A membro do Jurídico de Saias fala sobre a decisão de engravidar. Quando o planejamento - ou a falta dele - deve incluir até a empresa onde trabalha, como se membro da família fosse.

sexta-feira, 1 de fevereiro de 2013

Atualizado em 31 de janeiro de 2013 13:18

 

O mundo mudou. A participação das mulheres no mercado mundial, em especial no nosso país, cresce a cada ano, isso é inegável. Pouco a pouco as diferenças salariais vão diminuindo, o respeito às mulheres cresce a olhos vistos. Já somos maioria, por exemplo, nos departamentos jurídicos de empresas.

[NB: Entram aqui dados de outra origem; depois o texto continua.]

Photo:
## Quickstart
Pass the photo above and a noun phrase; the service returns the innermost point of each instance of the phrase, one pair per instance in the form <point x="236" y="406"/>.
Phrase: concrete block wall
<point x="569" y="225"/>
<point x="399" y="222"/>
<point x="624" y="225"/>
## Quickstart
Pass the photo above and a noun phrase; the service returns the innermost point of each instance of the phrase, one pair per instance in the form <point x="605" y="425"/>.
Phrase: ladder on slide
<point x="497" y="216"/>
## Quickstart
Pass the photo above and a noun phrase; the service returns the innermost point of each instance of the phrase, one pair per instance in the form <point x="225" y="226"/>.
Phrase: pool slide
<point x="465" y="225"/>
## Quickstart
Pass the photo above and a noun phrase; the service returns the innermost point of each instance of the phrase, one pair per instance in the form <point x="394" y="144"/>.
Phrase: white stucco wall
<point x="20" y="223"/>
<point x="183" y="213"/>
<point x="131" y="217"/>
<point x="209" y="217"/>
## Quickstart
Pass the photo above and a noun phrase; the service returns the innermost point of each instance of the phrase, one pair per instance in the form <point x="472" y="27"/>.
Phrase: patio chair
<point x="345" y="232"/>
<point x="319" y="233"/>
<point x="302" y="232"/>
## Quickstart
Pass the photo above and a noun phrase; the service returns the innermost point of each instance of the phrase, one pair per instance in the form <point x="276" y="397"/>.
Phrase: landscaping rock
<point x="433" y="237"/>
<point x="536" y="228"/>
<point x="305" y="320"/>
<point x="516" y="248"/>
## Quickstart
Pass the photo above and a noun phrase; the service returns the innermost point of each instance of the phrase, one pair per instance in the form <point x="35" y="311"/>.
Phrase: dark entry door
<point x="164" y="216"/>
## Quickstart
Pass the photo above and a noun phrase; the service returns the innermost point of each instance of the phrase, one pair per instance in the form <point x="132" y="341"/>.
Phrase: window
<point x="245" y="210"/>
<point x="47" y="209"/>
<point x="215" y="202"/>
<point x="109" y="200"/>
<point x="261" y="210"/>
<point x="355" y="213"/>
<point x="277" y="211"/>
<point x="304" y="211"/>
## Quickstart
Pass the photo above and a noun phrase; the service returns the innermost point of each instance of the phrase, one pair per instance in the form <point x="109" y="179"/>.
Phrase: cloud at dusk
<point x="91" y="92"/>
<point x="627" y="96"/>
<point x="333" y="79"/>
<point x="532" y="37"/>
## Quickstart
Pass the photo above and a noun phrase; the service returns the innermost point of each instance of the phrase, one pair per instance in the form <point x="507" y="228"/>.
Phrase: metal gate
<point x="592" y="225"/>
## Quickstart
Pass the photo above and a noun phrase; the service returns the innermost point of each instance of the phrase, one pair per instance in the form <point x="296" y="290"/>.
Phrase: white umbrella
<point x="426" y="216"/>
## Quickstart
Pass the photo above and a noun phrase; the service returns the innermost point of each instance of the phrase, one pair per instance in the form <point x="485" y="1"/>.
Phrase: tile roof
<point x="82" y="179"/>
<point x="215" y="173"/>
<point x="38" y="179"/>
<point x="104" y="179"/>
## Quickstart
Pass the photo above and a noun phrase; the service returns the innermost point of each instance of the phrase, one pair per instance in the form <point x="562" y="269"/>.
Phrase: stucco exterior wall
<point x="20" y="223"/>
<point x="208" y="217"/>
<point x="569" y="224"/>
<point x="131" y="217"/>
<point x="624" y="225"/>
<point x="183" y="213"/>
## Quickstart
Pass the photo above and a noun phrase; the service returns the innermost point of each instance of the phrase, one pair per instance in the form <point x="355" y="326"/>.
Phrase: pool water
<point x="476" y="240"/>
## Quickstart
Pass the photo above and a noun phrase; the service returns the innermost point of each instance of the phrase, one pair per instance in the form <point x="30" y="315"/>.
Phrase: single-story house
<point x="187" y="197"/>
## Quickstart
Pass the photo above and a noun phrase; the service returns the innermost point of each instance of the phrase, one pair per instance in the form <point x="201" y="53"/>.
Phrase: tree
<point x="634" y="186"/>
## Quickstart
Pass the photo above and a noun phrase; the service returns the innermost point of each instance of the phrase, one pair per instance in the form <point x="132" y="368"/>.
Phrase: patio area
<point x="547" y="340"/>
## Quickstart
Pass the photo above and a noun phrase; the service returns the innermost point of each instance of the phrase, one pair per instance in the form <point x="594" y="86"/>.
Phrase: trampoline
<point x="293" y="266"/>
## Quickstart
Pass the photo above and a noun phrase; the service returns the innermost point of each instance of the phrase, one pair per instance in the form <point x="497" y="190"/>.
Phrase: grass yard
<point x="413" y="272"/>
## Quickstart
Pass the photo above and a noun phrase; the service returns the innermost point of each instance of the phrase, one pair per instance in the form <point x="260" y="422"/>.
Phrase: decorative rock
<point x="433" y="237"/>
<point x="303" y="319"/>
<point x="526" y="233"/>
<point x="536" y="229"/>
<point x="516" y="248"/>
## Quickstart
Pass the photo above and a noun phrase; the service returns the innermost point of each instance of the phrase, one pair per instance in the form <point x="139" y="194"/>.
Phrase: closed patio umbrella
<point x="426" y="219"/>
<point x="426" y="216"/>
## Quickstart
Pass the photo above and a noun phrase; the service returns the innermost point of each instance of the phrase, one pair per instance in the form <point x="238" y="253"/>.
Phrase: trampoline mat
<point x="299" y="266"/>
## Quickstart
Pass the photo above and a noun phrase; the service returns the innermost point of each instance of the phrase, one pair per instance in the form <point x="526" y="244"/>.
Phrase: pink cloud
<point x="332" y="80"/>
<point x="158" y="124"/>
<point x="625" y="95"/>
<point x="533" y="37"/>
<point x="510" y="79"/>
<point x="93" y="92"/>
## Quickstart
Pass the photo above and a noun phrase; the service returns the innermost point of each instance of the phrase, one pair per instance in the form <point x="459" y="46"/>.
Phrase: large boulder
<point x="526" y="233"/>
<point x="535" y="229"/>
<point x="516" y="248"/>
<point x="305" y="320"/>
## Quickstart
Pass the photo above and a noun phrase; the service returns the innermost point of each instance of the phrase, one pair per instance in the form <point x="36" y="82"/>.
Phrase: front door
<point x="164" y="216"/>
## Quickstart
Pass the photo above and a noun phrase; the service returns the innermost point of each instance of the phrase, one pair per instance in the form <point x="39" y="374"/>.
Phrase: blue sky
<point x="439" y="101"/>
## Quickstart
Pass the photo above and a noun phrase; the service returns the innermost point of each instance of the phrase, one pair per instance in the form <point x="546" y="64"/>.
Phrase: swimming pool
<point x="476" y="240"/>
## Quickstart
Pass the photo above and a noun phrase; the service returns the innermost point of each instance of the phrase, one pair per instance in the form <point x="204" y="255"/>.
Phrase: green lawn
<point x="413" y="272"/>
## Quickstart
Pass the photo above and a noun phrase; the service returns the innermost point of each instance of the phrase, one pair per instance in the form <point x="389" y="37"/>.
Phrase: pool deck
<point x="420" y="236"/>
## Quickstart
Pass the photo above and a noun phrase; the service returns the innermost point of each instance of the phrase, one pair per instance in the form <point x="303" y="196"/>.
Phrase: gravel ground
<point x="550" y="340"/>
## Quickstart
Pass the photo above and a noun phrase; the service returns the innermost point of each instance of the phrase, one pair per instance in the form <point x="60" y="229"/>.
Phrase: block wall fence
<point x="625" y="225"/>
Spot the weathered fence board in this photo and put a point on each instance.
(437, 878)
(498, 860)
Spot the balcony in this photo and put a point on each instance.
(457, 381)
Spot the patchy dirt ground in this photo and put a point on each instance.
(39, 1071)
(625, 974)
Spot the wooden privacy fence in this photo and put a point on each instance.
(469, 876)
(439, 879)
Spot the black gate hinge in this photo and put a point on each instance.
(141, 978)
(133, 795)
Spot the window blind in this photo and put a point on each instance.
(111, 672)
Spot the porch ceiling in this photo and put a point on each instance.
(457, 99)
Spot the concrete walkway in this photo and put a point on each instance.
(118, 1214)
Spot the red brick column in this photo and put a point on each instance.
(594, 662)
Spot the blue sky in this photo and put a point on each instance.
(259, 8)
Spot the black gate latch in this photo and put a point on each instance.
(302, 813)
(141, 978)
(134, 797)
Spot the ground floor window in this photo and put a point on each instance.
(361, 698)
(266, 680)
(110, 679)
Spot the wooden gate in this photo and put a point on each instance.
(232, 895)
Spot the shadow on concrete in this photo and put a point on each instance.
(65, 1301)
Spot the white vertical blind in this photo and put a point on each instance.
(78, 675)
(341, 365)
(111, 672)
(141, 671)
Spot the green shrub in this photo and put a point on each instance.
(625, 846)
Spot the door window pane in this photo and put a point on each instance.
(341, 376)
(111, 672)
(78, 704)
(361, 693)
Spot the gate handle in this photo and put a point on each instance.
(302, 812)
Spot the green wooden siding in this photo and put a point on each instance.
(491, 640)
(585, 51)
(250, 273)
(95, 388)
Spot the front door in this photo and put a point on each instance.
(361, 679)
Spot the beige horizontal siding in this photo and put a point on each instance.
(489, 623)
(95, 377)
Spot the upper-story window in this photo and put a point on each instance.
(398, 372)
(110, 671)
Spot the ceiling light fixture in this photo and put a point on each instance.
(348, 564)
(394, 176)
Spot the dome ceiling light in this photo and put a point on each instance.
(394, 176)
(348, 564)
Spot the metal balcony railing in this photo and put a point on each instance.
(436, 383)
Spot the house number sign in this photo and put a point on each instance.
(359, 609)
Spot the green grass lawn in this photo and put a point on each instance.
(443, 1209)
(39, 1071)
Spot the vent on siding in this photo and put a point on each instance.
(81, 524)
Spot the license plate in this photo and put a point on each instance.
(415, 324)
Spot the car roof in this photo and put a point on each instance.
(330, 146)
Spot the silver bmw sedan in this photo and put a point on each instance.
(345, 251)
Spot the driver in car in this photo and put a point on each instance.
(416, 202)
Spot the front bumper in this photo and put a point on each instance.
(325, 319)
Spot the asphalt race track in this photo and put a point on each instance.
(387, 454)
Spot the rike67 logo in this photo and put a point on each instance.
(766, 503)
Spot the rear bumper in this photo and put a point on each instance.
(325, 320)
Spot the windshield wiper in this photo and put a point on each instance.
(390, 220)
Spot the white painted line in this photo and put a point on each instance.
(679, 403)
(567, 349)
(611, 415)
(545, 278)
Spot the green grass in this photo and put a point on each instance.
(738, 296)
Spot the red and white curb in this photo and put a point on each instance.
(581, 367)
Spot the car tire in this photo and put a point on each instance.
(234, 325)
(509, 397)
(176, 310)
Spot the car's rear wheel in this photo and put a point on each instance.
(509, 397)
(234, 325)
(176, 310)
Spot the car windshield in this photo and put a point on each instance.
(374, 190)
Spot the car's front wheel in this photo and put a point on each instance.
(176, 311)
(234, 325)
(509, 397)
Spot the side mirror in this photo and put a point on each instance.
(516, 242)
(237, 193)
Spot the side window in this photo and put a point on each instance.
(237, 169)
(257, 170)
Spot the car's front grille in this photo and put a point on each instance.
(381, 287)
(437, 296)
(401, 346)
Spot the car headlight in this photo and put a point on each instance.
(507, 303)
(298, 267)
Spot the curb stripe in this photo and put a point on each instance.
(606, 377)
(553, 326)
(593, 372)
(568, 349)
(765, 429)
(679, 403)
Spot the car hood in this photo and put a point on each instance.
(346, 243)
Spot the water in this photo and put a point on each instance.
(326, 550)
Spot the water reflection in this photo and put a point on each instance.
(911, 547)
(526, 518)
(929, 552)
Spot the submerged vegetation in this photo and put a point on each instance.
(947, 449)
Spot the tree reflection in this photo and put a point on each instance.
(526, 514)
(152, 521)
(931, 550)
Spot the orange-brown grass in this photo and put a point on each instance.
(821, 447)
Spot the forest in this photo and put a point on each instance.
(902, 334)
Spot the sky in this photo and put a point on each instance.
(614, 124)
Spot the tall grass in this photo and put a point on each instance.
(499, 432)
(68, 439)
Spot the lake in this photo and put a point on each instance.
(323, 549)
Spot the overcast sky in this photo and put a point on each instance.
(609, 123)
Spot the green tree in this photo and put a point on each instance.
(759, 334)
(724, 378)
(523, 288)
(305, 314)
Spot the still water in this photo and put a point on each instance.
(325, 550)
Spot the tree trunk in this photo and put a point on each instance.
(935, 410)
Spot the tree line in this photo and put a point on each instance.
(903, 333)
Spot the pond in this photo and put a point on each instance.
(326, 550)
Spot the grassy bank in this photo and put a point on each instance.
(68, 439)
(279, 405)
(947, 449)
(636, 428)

 Estatísticas a este respeito, encontramos às centenas. Mas, e as angústias? Será que diminuíram? A julgar pelas conversas com as colegas, no início de carreira ou em posições consolidadas, solteiras ou casadas, com ou sem filhos, em escritórios ou empresas, não - as angústias continuam as mesmas. A questão da dupla ou tripla jornada, a educação dos filhos que acabam sendo terceirizadas para vovós, babás, creches e afins, a casa que fica abandonada, porque mesmo as que têm o privilégio de ter empregada, nunca estão presentes e sabe-se que a máxima "olho do dono é que engorda o gado" é muito verdadeira! Sem falar no romance que não podemos olvidar, o clima de sedução, a chama, me digam, por favor, quem consegue manter tudo sob controle?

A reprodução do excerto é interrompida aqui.